Oui, si ce que tu as offrir est bon, si tu l’offres au bon moment, aux bonnes personnes, alors le succès viendra. Cette histoire de sucre m’a touché parce que c’est un peu l’histoire de ma vie de ces derniers mois. Un alliage, une alliance, qui ne se sont pas faits alors qu’ils ont fini par avoir lieu pour Higelin.

Mon sucre était-il bon ? Oui, sincèrement et sans orgueil démesuré, je pense qu’il l’était. Je pense vraiment -même si évidemment les marges de progression sont sans fin- que je fus un bon conteur (je dis « je fus » car je pense sérieusement arrêter), que je suis un bon tarologue, et même un bon masseur. Oui, mon sucre était bon, mais... les fourmis ne sont pas venues !

Pour de multiples raisons sans doute dont les deux premières sont que je ne suis absolument pas programmé pour mettre en place ce qu’il faut pour les faire venir et qu’avoir trop de cordes à son arc finit par nous desservir. D’abord parce qu’il est difficile de suivre plusieurs lièvres à la fois, ensuite parce que l’on est vite taxé de néophyte dispersé. Mais aussi et surtout parce qu’à l’exception des amis et d’une sorte de tribu peu nombreuse mais magnifique, mon sucre n’était pas attendu, où tout au moins pas attendu là où je le proposais. Le succès pour ces choses-là réside dans une sorte de conspiration, dans un grand rendez-vous invisible entre soi, ce que l’on propose, à qui on le propose, avec la vie et toute une multitude de choses agissantes à notre insu ; et le talent n’est qu’un des aspects, pas obligatoirement le plus déterminant, que cela plaise ou non.

Nous sommes des abeilles consciencieuses qui cherchons notre propre nectar pour pouvoir l’offrir au monde. Ce que nous faisons le mieux, ce que nous faisons résonner, ce qui réveille le meilleur de nous-mêmes. Ce peut-être dans l’art, dans le soin à la personne, mais aussi dans la mécanique auto ou même les métiers de bouche… Et dire que nous vivons dans un monde qui en général se contrefiche de notre nectar et préfère aller chercher en nous juste la machine à produire est un tel lieu commun que je ne suis même pas sûr qu’il vaille d’être rappelé ici.

Ainsi, passons-nous des années à cultiver notre propre nectar pour l’offrir au monde.

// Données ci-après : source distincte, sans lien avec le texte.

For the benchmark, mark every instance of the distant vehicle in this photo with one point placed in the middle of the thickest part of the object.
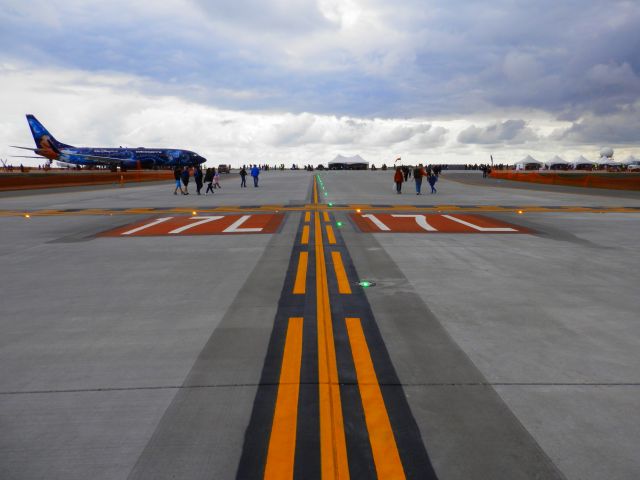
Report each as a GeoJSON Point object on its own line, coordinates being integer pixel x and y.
{"type": "Point", "coordinates": [634, 166]}
{"type": "Point", "coordinates": [48, 147]}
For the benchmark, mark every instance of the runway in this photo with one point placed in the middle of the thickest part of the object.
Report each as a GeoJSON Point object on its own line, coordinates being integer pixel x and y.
{"type": "Point", "coordinates": [320, 326]}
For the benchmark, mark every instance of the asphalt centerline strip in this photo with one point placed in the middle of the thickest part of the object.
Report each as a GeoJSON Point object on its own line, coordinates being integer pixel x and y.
{"type": "Point", "coordinates": [304, 240]}
{"type": "Point", "coordinates": [282, 443]}
{"type": "Point", "coordinates": [300, 285]}
{"type": "Point", "coordinates": [331, 235]}
{"type": "Point", "coordinates": [341, 274]}
{"type": "Point", "coordinates": [333, 450]}
{"type": "Point", "coordinates": [383, 443]}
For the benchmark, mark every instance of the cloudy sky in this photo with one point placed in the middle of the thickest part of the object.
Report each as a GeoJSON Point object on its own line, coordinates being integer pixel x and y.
{"type": "Point", "coordinates": [304, 80]}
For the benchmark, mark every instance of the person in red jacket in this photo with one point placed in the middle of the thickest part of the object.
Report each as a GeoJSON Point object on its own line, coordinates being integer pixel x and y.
{"type": "Point", "coordinates": [398, 177]}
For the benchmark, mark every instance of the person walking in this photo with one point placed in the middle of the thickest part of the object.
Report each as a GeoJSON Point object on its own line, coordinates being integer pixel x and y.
{"type": "Point", "coordinates": [185, 180]}
{"type": "Point", "coordinates": [418, 173]}
{"type": "Point", "coordinates": [432, 179]}
{"type": "Point", "coordinates": [177, 172]}
{"type": "Point", "coordinates": [255, 172]}
{"type": "Point", "coordinates": [197, 176]}
{"type": "Point", "coordinates": [208, 179]}
{"type": "Point", "coordinates": [398, 177]}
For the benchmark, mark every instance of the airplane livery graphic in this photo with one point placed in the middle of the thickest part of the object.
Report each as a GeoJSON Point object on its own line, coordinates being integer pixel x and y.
{"type": "Point", "coordinates": [47, 146]}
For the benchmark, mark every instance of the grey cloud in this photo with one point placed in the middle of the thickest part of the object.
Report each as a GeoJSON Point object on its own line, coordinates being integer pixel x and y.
{"type": "Point", "coordinates": [273, 17]}
{"type": "Point", "coordinates": [511, 131]}
{"type": "Point", "coordinates": [618, 128]}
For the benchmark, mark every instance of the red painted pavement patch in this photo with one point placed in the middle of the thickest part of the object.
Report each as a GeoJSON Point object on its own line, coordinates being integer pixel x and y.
{"type": "Point", "coordinates": [199, 225]}
{"type": "Point", "coordinates": [432, 223]}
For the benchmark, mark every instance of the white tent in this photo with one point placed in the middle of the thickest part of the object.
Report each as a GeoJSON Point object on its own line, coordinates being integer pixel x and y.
{"type": "Point", "coordinates": [582, 163]}
{"type": "Point", "coordinates": [529, 163]}
{"type": "Point", "coordinates": [557, 163]}
{"type": "Point", "coordinates": [348, 163]}
{"type": "Point", "coordinates": [608, 162]}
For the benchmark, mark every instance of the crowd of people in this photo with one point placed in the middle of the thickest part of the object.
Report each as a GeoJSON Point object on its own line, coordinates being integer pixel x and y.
{"type": "Point", "coordinates": [211, 176]}
{"type": "Point", "coordinates": [403, 173]}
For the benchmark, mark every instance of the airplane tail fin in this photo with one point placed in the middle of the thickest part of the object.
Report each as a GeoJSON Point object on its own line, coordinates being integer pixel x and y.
{"type": "Point", "coordinates": [44, 140]}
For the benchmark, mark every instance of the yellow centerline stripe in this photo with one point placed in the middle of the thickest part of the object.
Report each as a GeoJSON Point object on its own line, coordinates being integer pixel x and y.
{"type": "Point", "coordinates": [282, 443]}
{"type": "Point", "coordinates": [333, 448]}
{"type": "Point", "coordinates": [315, 192]}
{"type": "Point", "coordinates": [300, 285]}
{"type": "Point", "coordinates": [330, 235]}
{"type": "Point", "coordinates": [341, 274]}
{"type": "Point", "coordinates": [381, 438]}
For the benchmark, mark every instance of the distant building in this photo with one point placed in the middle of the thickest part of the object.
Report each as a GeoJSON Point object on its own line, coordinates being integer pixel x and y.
{"type": "Point", "coordinates": [348, 163]}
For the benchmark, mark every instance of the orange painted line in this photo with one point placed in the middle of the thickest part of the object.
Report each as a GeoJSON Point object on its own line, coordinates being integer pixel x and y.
{"type": "Point", "coordinates": [333, 447]}
{"type": "Point", "coordinates": [299, 287]}
{"type": "Point", "coordinates": [341, 274]}
{"type": "Point", "coordinates": [282, 443]}
{"type": "Point", "coordinates": [330, 235]}
{"type": "Point", "coordinates": [381, 438]}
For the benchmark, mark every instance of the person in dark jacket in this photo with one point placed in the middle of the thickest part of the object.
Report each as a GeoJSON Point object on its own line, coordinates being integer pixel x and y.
{"type": "Point", "coordinates": [433, 178]}
{"type": "Point", "coordinates": [243, 177]}
{"type": "Point", "coordinates": [418, 173]}
{"type": "Point", "coordinates": [255, 172]}
{"type": "Point", "coordinates": [185, 180]}
{"type": "Point", "coordinates": [208, 179]}
{"type": "Point", "coordinates": [197, 176]}
{"type": "Point", "coordinates": [398, 177]}
{"type": "Point", "coordinates": [177, 172]}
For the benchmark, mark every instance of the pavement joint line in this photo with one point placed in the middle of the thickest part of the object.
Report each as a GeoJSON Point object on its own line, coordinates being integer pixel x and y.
{"type": "Point", "coordinates": [346, 384]}
{"type": "Point", "coordinates": [324, 208]}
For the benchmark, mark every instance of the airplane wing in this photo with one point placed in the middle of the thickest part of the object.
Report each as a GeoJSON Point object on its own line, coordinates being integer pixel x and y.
{"type": "Point", "coordinates": [24, 148]}
{"type": "Point", "coordinates": [97, 158]}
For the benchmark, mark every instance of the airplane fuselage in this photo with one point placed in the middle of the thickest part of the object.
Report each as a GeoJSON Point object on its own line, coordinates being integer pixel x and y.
{"type": "Point", "coordinates": [130, 157]}
{"type": "Point", "coordinates": [48, 147]}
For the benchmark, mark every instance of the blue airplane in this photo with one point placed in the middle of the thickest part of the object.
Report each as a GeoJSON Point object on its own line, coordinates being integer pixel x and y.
{"type": "Point", "coordinates": [47, 146]}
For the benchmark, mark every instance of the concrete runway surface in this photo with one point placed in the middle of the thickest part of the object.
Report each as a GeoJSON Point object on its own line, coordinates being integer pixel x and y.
{"type": "Point", "coordinates": [149, 336]}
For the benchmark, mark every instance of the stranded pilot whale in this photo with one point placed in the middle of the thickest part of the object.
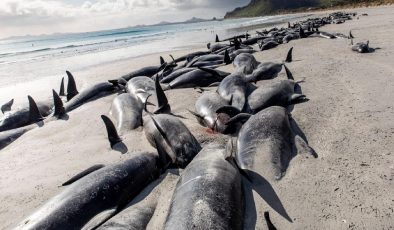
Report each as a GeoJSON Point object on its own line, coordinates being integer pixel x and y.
{"type": "Point", "coordinates": [267, 152]}
{"type": "Point", "coordinates": [208, 194]}
{"type": "Point", "coordinates": [105, 191]}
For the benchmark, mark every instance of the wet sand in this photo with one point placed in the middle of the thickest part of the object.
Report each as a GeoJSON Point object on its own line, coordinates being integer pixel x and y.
{"type": "Point", "coordinates": [348, 121]}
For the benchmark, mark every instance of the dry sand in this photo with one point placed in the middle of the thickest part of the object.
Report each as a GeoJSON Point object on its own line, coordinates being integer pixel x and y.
{"type": "Point", "coordinates": [348, 121]}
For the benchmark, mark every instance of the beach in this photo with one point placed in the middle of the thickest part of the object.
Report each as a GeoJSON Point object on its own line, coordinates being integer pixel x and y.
{"type": "Point", "coordinates": [348, 121]}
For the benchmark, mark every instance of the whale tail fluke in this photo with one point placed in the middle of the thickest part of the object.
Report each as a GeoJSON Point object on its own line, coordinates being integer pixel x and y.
{"type": "Point", "coordinates": [34, 112]}
{"type": "Point", "coordinates": [71, 86]}
{"type": "Point", "coordinates": [113, 135]}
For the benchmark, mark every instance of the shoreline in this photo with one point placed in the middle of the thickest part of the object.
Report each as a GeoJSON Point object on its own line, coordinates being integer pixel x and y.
{"type": "Point", "coordinates": [348, 121]}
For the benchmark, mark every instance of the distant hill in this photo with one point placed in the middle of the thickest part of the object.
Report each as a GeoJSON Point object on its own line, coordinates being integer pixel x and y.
{"type": "Point", "coordinates": [267, 7]}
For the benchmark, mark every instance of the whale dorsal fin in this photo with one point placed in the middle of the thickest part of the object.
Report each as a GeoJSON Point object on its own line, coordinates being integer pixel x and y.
{"type": "Point", "coordinates": [34, 112]}
{"type": "Point", "coordinates": [113, 135]}
{"type": "Point", "coordinates": [227, 58]}
{"type": "Point", "coordinates": [82, 174]}
{"type": "Point", "coordinates": [297, 99]}
{"type": "Point", "coordinates": [170, 151]}
{"type": "Point", "coordinates": [162, 60]}
{"type": "Point", "coordinates": [71, 86]}
{"type": "Point", "coordinates": [61, 91]}
{"type": "Point", "coordinates": [164, 159]}
{"type": "Point", "coordinates": [162, 101]}
{"type": "Point", "coordinates": [59, 108]}
{"type": "Point", "coordinates": [288, 73]}
{"type": "Point", "coordinates": [7, 106]}
{"type": "Point", "coordinates": [289, 57]}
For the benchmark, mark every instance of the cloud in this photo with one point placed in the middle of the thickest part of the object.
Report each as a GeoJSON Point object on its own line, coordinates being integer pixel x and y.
{"type": "Point", "coordinates": [48, 16]}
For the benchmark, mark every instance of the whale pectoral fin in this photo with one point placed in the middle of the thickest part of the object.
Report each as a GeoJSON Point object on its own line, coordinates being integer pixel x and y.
{"type": "Point", "coordinates": [82, 174]}
{"type": "Point", "coordinates": [210, 71]}
{"type": "Point", "coordinates": [99, 219]}
{"type": "Point", "coordinates": [7, 106]}
{"type": "Point", "coordinates": [34, 112]}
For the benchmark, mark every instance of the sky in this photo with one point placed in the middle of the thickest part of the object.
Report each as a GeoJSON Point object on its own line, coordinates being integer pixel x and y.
{"type": "Point", "coordinates": [34, 17]}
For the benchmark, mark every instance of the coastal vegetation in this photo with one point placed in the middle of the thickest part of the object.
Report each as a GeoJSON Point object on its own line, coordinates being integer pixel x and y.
{"type": "Point", "coordinates": [266, 7]}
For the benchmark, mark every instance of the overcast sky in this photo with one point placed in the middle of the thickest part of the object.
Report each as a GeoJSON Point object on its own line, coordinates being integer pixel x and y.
{"type": "Point", "coordinates": [21, 17]}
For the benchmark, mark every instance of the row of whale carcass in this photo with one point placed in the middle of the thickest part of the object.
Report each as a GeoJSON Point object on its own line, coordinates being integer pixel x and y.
{"type": "Point", "coordinates": [263, 139]}
{"type": "Point", "coordinates": [195, 71]}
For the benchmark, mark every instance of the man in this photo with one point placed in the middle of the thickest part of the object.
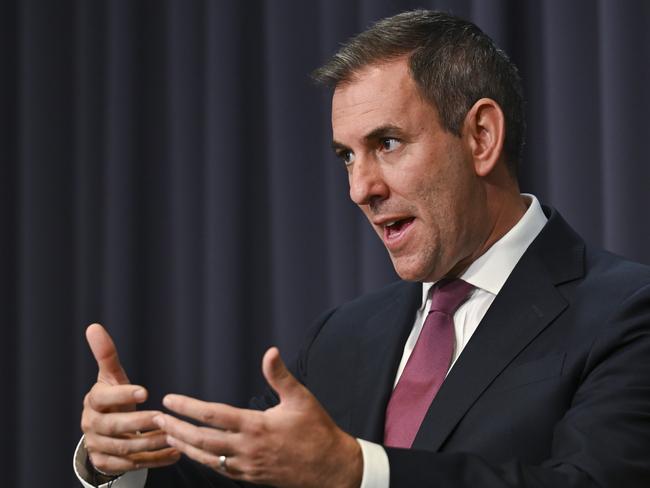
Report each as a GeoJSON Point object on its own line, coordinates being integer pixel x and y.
{"type": "Point", "coordinates": [512, 354]}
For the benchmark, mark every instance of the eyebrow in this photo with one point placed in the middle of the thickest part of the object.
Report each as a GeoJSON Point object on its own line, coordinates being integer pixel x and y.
{"type": "Point", "coordinates": [380, 132]}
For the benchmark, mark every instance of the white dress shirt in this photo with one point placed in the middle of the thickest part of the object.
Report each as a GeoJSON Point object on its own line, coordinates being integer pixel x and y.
{"type": "Point", "coordinates": [487, 274]}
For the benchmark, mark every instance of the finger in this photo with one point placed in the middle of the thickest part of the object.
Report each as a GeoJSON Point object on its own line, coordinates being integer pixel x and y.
{"type": "Point", "coordinates": [217, 415]}
{"type": "Point", "coordinates": [103, 397]}
{"type": "Point", "coordinates": [204, 438]}
{"type": "Point", "coordinates": [206, 458]}
{"type": "Point", "coordinates": [110, 464]}
{"type": "Point", "coordinates": [105, 353]}
{"type": "Point", "coordinates": [122, 447]}
{"type": "Point", "coordinates": [278, 376]}
{"type": "Point", "coordinates": [119, 423]}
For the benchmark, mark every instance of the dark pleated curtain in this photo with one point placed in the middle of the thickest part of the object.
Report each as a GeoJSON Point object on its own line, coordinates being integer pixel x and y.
{"type": "Point", "coordinates": [165, 170]}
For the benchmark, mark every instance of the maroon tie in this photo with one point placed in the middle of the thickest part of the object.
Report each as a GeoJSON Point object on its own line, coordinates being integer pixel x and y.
{"type": "Point", "coordinates": [427, 367]}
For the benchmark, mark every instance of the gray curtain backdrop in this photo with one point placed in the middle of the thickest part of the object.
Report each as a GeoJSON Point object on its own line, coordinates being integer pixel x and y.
{"type": "Point", "coordinates": [165, 170]}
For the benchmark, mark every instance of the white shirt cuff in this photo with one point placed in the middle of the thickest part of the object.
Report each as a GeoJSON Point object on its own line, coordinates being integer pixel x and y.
{"type": "Point", "coordinates": [132, 479]}
{"type": "Point", "coordinates": [376, 470]}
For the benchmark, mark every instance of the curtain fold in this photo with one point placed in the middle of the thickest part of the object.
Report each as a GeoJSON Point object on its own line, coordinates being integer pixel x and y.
{"type": "Point", "coordinates": [166, 171]}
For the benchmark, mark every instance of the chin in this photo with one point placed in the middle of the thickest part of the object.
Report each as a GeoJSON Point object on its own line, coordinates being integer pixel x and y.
{"type": "Point", "coordinates": [411, 271]}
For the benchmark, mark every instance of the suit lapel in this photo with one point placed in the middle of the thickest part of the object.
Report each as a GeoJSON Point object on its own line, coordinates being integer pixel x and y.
{"type": "Point", "coordinates": [380, 350]}
{"type": "Point", "coordinates": [527, 303]}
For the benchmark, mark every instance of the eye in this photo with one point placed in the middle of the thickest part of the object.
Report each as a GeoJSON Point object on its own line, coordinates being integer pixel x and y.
{"type": "Point", "coordinates": [390, 144]}
{"type": "Point", "coordinates": [347, 156]}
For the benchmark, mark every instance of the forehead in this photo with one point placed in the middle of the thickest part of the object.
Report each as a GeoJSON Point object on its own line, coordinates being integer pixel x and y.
{"type": "Point", "coordinates": [384, 94]}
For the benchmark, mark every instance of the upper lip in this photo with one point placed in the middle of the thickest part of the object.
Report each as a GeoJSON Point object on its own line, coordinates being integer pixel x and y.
{"type": "Point", "coordinates": [390, 219]}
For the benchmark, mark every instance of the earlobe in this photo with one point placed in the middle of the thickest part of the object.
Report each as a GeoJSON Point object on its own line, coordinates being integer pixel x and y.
{"type": "Point", "coordinates": [485, 130]}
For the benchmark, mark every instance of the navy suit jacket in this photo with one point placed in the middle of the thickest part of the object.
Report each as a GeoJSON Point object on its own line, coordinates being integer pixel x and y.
{"type": "Point", "coordinates": [552, 390]}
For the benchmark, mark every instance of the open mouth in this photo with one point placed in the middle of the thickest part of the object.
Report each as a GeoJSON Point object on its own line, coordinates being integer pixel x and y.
{"type": "Point", "coordinates": [393, 230]}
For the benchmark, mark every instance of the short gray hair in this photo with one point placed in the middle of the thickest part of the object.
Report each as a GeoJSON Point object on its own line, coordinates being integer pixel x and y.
{"type": "Point", "coordinates": [453, 62]}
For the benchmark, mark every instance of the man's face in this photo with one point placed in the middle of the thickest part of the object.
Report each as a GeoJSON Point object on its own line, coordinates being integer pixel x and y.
{"type": "Point", "coordinates": [414, 181]}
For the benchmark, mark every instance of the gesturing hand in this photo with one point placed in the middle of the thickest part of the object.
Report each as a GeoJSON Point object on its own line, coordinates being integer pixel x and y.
{"type": "Point", "coordinates": [294, 444]}
{"type": "Point", "coordinates": [117, 437]}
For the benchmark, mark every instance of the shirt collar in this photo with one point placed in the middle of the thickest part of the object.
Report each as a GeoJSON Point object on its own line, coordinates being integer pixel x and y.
{"type": "Point", "coordinates": [491, 270]}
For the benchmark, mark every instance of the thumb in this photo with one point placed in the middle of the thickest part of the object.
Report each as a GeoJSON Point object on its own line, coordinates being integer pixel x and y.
{"type": "Point", "coordinates": [278, 376]}
{"type": "Point", "coordinates": [108, 362]}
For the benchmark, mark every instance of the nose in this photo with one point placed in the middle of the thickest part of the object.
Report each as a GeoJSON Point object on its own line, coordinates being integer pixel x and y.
{"type": "Point", "coordinates": [367, 183]}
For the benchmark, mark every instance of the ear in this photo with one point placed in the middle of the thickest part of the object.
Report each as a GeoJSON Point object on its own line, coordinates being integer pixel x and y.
{"type": "Point", "coordinates": [485, 131]}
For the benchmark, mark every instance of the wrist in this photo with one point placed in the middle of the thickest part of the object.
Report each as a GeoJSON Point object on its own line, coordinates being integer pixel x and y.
{"type": "Point", "coordinates": [350, 472]}
{"type": "Point", "coordinates": [99, 477]}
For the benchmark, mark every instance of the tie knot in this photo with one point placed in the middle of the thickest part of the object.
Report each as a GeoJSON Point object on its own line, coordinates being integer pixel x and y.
{"type": "Point", "coordinates": [449, 295]}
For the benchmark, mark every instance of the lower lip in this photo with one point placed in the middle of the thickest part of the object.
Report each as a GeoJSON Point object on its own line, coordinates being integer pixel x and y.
{"type": "Point", "coordinates": [395, 239]}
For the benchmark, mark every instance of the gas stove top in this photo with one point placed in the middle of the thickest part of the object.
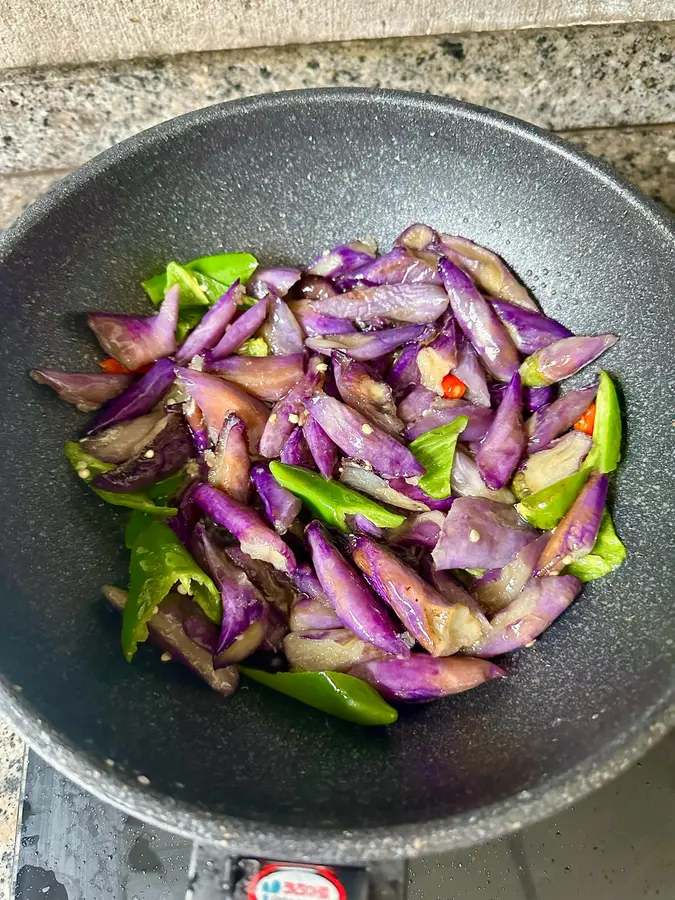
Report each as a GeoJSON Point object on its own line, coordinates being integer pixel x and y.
{"type": "Point", "coordinates": [617, 844]}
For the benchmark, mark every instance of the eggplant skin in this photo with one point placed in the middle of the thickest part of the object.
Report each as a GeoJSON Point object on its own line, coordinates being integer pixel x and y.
{"type": "Point", "coordinates": [422, 678]}
{"type": "Point", "coordinates": [167, 632]}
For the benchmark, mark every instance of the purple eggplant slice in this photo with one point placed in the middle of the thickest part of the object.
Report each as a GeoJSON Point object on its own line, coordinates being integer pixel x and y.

Et parfois il est pris et parfois il ne l’est pas. Et beaucoup ne s’en sont jamais remis. Parvenir à ne pas en être affecté est un grand koan : ne pas s’identifier à ce que l’on propose tout en le travaillant et le défendant mordicus. Je ne suis pas que mon nectar mais celui-ci est une des choses qui m’habitent les plus précieuses ! Un grand koan à résoudre…

Alors du coup, je mets tout à plat. Je dépose tout. Je ne vais pas dans la jungle, mais au désert. Oui, je dépose tout et j’observe ce qui reste, parce que nous n’avons d’autres choix que de nous réinventer sans cesse. Je cherche ce qu’est vraiment le miel (c’est plus joli que le sucre ! ) que j’ai à offrir et surtout je cherche l’écosystème dans lequel il sera bon de l’offrir. 

Il ne suffit pas de se trouver soi-même. Il faut aussi trouver sa place dans le monde là où ce que l’on est trouvera matière à moissons. J’avoue que jusqu’ici je l’ai rarement trouvée. Certains ont un don inné pour cela ; au mieux ils sont mus par la grâce, au pire ce sont des faiseurs-opportunistes, mais oui, certains font cela très bien.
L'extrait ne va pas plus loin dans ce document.